It can be so difficult starting a business. And when you have little or no education/experience on how to run a business, it becomes even more challenging. This is the reality: a business idea spins in your head but something else keeps you back from taking action. I bet many people can relate to this.
In this post, we will look at some of these potential problems and how best to overcome them, as you think along the line of starting your business.
You play the Excuse Game
At the start of every project, there is always a moment of inertia when you feel rather reluctant to take the plunge. You give a million and one reasons to yourself as to why the time isn’t ripe enough. Because that how humans are wired, you pass on the idea and feel that the right time will beckon some other day.
It’s the case with a choosy lady who finds fault in all her suitors and prefers to wait, not-minding-how-long it would take for her “Mr Right” to come flying by. Since it’s a natural occurrence, we can only display maturity by understanding this phenomenon and not falling victim, albeit to the detriment of our promising business ideas.
I have met people who were capable of turning things around for themselves but won’t desist from giving excuses. Age, sex, location and current earning power aren’t good reasons to kill a promising business venture. Instead, making consultations, collaborating efforts with others and leveraging on one’s network can do the magic.
2. You Give up because of Criticism
You are probably someone like me who loves to share ideas with people, and perhaps you got criticised after doing so. This criticism nailed you down outrightly and you felt stupid. Anyways, it’s a way of life. This should not dampen your spirit; instead, it should help you review your idea and possibly reshape it.
As a matter of fact, one way to measure how your would-be customers will receive your business idea (product or service) is a reflection of those criticisms. One thing is certain, not everyone will see your idea. And, you must be sincere enough with yourself. The moment you detect that negative reviews outnumber the positive ones, don’t turn a blind eye. It is dangerous for you and your business.
A better thing to do is to rework your idea or modify. Always see reviews in two ways: good or gifts. Good when it flatters you and celebrates you, a gift when it is negative.
3. You Are Afraid of Failing
No one wants to fail. Absolutely no one! This holds true across all ages and for both genders. Your exhibition of failure is, thus, not unique. What can be unique is that you have mastered the art to demystify failure.

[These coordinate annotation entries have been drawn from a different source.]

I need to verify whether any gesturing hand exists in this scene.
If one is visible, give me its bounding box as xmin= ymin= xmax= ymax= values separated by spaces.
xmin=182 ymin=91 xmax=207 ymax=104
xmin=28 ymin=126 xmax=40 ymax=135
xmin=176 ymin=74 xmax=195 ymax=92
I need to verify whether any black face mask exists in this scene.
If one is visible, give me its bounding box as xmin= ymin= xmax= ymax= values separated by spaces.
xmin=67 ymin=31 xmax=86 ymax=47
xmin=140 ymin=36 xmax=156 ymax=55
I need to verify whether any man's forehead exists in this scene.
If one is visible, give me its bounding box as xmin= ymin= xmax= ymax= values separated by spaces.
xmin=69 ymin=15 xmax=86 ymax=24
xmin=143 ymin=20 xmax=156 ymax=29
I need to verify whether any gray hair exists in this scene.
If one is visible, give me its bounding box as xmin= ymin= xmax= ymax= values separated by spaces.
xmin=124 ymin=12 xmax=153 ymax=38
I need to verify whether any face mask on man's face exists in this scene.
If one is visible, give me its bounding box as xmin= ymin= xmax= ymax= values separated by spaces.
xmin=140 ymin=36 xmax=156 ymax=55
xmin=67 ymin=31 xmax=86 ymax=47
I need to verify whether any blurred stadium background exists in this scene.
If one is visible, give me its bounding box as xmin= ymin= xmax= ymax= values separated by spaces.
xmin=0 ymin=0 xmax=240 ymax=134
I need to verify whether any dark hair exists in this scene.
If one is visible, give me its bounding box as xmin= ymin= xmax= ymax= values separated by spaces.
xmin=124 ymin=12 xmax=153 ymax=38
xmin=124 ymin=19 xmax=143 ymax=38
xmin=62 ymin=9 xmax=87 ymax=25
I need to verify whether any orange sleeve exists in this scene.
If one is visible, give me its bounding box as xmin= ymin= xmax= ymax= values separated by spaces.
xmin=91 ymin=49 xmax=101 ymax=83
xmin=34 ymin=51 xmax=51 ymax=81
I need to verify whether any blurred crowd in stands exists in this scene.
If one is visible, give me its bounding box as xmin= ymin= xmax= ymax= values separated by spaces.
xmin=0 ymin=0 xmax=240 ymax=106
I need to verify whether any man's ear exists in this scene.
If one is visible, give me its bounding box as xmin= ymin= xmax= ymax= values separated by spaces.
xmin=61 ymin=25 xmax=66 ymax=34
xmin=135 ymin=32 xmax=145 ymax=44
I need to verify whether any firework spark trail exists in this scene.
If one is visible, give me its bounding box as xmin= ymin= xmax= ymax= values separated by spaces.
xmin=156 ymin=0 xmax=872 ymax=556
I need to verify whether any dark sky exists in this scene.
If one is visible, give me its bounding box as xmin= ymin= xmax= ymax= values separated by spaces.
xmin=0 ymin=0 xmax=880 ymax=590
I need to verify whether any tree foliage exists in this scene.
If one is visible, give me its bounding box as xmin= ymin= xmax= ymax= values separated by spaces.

You are simply afraid of failing because you see other people living fine without experiencing any disruption, so, you think it will be unwise to enter into a venture with only a 50% chance of scaling up. You are just not physically and psychologically ready.
What you must understand instead is that failure is an integral step on the ladder of life. As much as we do not want it, we must learn how to deal with it before it levies its sledgehammer on our heads. Preparing for failure is an art in itself and it takes diligence to master. For every plan you make, a goal you set, and target you mark, ensure to build (in between) allowances. This allowances should cater for failures.
Call it the worst-case scenario plan. This is hoping for the best while preparing for the worse. Like this, nothing hits you unaware. Personally, I have had times when I laughed over a misfortune. I could do this basically because it didn’t happen as a shock. After calculating the pros and cons of your business idea, never allow fear of the unknown to keep you back.
4. You Want to Save enough
You are employed already and feel it is only wise to save some cash before you switch to being a business owner yourself. You are not wrong. As a matter of fact, that’s a reasonable thing to do. But when you keep using this as a constant barrier as to why you can’t test the waters yet is when you are getting it wrong.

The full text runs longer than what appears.